Morning Business Memo…

Meet the new boss at JC Penney. The same as the old boss. After just 16 months as CEO Ron Johnson is leaving the company to be replaced by his predecessor Mike Ullman, who served seven years as chief executive before departing in late 2011. The challenges he faces are immense. Johnson - who was the former retail chief at Apple - came in with plans for a radical shakeup at Penney. By almost every measure he appears to have failed. Shoppers fled. Johnson's attempts to introduce a sharper, hipper brand image for the middle market store chain were met with a sharp slide in sales. Bargain-hungry customers became disillusioned after Johnson got rid of regular sales and coupons, replacing them with everyday low prices. The stock value plunged more than 50 percent during Johnson's short tenure. But any fix will be far from easy. The retail environment is brutal. JC Penney shares slipped more than 5 percent in pre-market trading this morning after word of Johnson's ouster by the board was announced.

The spring home buying season may lead to higher prices and even bidding wars for some houses and apartments. In most of the country it's a better time to be a seller than it was a year ago. "The competition between buyers can be pretty fierce," says Pat Esswein, who covers real estate at Kiplinger's Personal Finance magazine. "In many cities now the inventory of homes that are available to buy is really low," she tells ABC News Radio. It's a good time to be a buyer because mortgage interest rates are around record lows, but says Esswein "you have to be prepared to make a competitive offer to that home seller." If you are looking to buy, it helps to be pre-approved for a mortgage or better yet offer cash. "Cash offers re-assure sellers that you can close quickly and little fuss or muss," says Esswein.

It's that time again. Earnings season for large corporations. Aluminum maker Alcoa became the first big U.S. company to report 1st quarter numbers, and the results beat analyst expectations. Falling aluminum prices hurt sales at the world's largest producer, but Alcoa profits jumped 59 percent compared to the year before because of cost cutting and one-time tax and accounting changes.

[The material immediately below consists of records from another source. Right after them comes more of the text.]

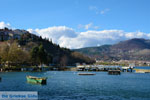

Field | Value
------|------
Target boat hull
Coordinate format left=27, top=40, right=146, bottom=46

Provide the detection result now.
left=78, top=73, right=95, bottom=75
left=27, top=76, right=46, bottom=84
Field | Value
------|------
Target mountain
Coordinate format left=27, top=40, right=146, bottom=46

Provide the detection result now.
left=0, top=28, right=95, bottom=66
left=74, top=38, right=150, bottom=61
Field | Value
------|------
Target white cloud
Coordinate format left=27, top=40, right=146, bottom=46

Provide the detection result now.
left=0, top=22, right=150, bottom=49
left=0, top=22, right=11, bottom=29
left=89, top=6, right=110, bottom=15
left=28, top=26, right=76, bottom=43
left=78, top=23, right=99, bottom=30
left=100, top=8, right=110, bottom=15
left=27, top=26, right=150, bottom=49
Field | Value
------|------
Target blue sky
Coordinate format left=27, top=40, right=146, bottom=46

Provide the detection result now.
left=0, top=0, right=150, bottom=47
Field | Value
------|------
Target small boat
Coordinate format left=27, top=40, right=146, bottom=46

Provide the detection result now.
left=26, top=76, right=47, bottom=84
left=78, top=73, right=95, bottom=75
left=108, top=70, right=121, bottom=75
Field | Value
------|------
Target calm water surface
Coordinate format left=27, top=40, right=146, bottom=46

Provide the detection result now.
left=0, top=71, right=150, bottom=100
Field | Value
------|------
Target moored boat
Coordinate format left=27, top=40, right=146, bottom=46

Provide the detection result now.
left=78, top=73, right=95, bottom=75
left=108, top=70, right=121, bottom=75
left=26, top=76, right=47, bottom=84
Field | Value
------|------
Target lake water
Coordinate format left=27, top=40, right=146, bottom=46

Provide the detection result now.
left=0, top=71, right=150, bottom=100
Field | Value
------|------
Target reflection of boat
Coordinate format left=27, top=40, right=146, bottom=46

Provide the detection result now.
left=26, top=76, right=47, bottom=84
left=78, top=73, right=95, bottom=75
left=108, top=70, right=121, bottom=75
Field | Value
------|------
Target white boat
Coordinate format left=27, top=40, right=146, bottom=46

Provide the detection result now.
left=78, top=73, right=95, bottom=75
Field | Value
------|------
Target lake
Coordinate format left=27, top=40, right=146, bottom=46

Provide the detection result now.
left=0, top=71, right=150, bottom=100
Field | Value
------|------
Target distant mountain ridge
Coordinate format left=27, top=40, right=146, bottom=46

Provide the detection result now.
left=0, top=28, right=95, bottom=66
left=75, top=38, right=150, bottom=61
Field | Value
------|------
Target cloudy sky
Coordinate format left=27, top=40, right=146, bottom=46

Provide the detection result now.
left=0, top=0, right=150, bottom=49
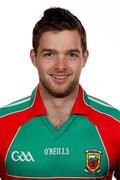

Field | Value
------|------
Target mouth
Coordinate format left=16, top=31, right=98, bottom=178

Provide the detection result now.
left=50, top=74, right=70, bottom=84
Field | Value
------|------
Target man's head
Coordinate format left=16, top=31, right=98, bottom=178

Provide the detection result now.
left=32, top=7, right=87, bottom=53
left=30, top=8, right=88, bottom=97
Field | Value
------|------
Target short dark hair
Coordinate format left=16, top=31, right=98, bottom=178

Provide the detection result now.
left=32, top=7, right=87, bottom=53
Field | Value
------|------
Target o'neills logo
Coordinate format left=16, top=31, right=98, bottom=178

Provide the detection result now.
left=44, top=147, right=69, bottom=156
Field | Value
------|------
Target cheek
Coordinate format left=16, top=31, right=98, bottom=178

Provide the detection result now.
left=37, top=62, right=51, bottom=73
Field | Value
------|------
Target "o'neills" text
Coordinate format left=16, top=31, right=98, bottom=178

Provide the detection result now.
left=44, top=147, right=69, bottom=156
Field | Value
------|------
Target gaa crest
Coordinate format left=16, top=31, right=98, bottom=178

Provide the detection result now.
left=84, top=149, right=102, bottom=174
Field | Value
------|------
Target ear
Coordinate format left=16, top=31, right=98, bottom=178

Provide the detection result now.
left=82, top=50, right=89, bottom=67
left=30, top=49, right=37, bottom=67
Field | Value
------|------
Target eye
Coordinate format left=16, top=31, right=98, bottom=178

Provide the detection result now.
left=68, top=52, right=78, bottom=60
left=43, top=52, right=54, bottom=58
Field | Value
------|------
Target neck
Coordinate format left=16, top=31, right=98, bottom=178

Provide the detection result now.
left=40, top=84, right=79, bottom=128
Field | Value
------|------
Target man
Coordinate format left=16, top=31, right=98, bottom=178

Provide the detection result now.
left=0, top=8, right=120, bottom=180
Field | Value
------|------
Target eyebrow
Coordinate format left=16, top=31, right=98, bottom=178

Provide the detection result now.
left=68, top=49, right=81, bottom=54
left=41, top=48, right=56, bottom=53
left=41, top=48, right=81, bottom=54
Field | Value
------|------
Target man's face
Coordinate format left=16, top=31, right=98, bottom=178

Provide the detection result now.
left=30, top=30, right=88, bottom=97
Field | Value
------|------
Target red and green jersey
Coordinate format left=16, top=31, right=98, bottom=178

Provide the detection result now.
left=0, top=86, right=120, bottom=180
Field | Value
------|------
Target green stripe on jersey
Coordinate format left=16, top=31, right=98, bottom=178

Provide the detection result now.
left=0, top=89, right=36, bottom=117
left=6, top=115, right=109, bottom=178
left=84, top=91, right=120, bottom=121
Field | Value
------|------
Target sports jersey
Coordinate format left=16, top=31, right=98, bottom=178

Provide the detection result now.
left=0, top=85, right=120, bottom=180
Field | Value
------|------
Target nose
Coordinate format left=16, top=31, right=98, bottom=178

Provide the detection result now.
left=55, top=56, right=67, bottom=71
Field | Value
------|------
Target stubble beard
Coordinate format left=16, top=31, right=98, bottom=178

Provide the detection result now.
left=40, top=74, right=79, bottom=98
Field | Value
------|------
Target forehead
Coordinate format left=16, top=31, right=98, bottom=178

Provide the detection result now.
left=39, top=30, right=81, bottom=49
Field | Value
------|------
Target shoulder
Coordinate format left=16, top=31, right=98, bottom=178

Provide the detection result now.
left=0, top=96, right=31, bottom=118
left=86, top=91, right=120, bottom=122
left=0, top=88, right=37, bottom=118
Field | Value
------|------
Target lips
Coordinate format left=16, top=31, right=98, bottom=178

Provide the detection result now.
left=51, top=74, right=70, bottom=84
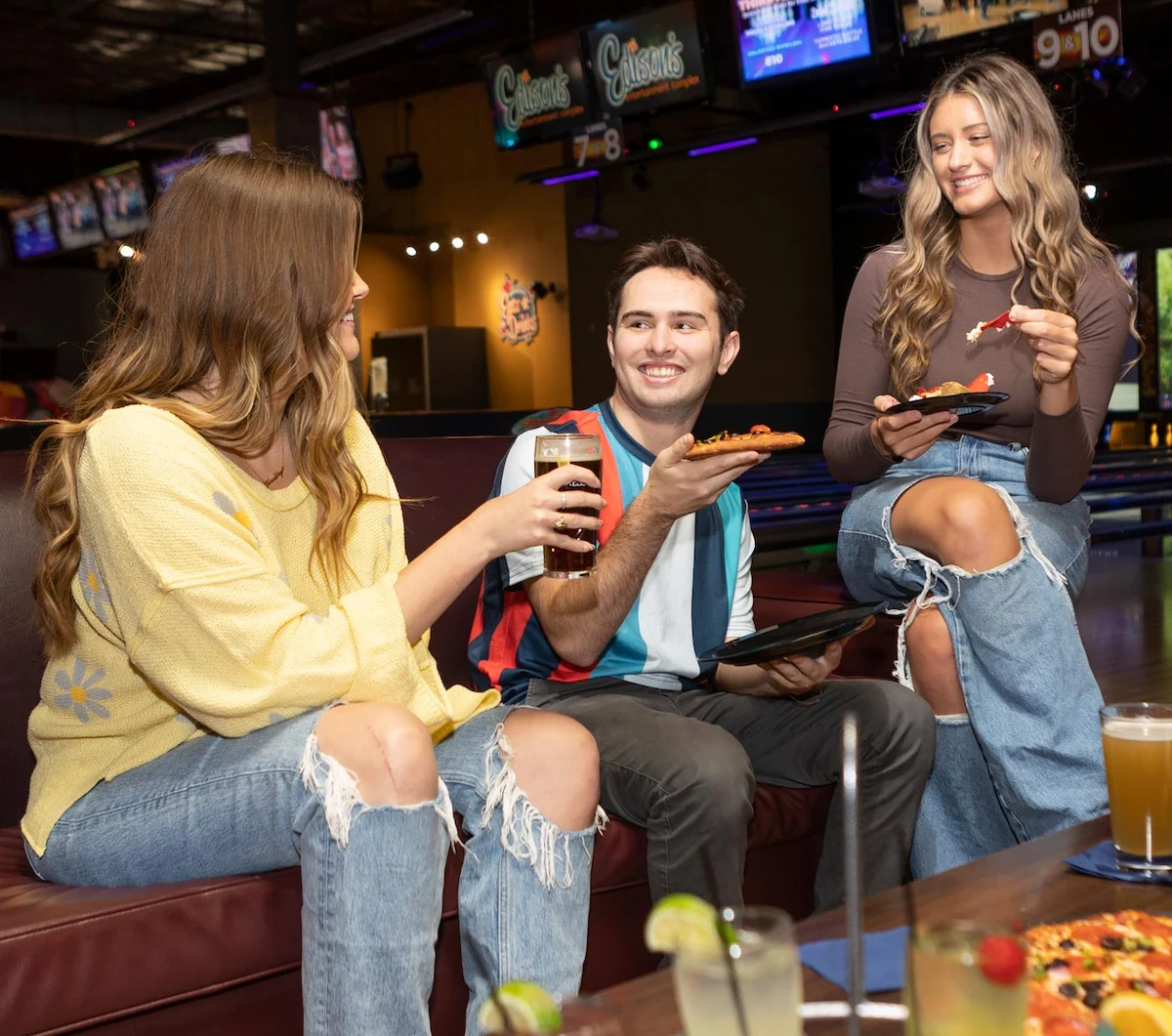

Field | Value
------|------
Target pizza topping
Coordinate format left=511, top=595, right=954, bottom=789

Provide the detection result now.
left=978, top=935, right=1026, bottom=985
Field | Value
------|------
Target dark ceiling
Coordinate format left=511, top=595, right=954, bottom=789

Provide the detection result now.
left=0, top=0, right=1172, bottom=228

United Airlines is putting its grounded Boeing 787s back in the flight schedule, even though the plane is still grounded by the Federal Aviation Administration. The Dreamliner is on United's schedule starting May 31. United Continental spokeswoman Christen David says the airline will make more schedule changes as it gets a better idea of when the plane will be cleared to fly. It's planning to resume international 787 flying June 10 from Denver to Tokyo. Boeing has proposed a fix for the 787's smoldering batteries, but it needs approval from the FAA. The fix will then have to be installed on each plane. United owns six 787s.